Teatro Lirico d'Europa's production of Mozart's ''Die Zauberfloete" (''The Magic Flute") Saturday night added basic theatrical values to the foundation of a lively musical performance.

As usual, the touring Bulgarian company fielded a strong cast. The biggest hand went to Kirov Opera coloratura Larissa Yudina, a first-class Queen of the Night. She looked like a movie vixen, and her spitfire coloratura was brilliant, the high F's twinkling like stars. As her antagonist, the high priest Sarastro, Viacheslav Pochapsky offered a dignified presence and an impressive Slavic bass, although he seemed in a rush to get through his two solemn arias.

Tenor Benjamin Brecher was a little pallid as Prince Tamino, but he sang with attractive tone and style. Soprano Amy Pfrimmer sounded less authentically Mozartean as Pamina but offered welcome passion in a part too often cooed rather than sung. Baritone Stefano De Peppo was a sparkplug Papageno, singing with intelligence and offering an earthy characterization more appealing than the usual prancing around. The chamber orchestra played quite well for conductor J. Ernest Green, who kept things moving briskly.

The two-level set was simple but serviceable, although one of the backdrops was drop-dead ugly. Martin Otava, who directed Czech Opera Prague's delightful ''Die Fledermaus" earlier this season, didn't offer a comparable level of detail but delivered the traditions with intelligence. He could have used more props -- someone should have nipped over to Chinatown to pick up a dragon.

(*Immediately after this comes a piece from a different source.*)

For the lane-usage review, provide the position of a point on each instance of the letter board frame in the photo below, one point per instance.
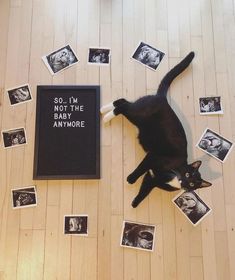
(67, 133)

The only disappointing aspect of the production was the decision to perform the opera in German. Why ask a cast including no native German speakers -- and two Americans -- to deliver spoken dialogue in German to an English-speaking public? Some of the accents were truly weird. Because some of the surtitles were erratically timed, the audience duly laughed in synchronicity with the screen, not with the performance.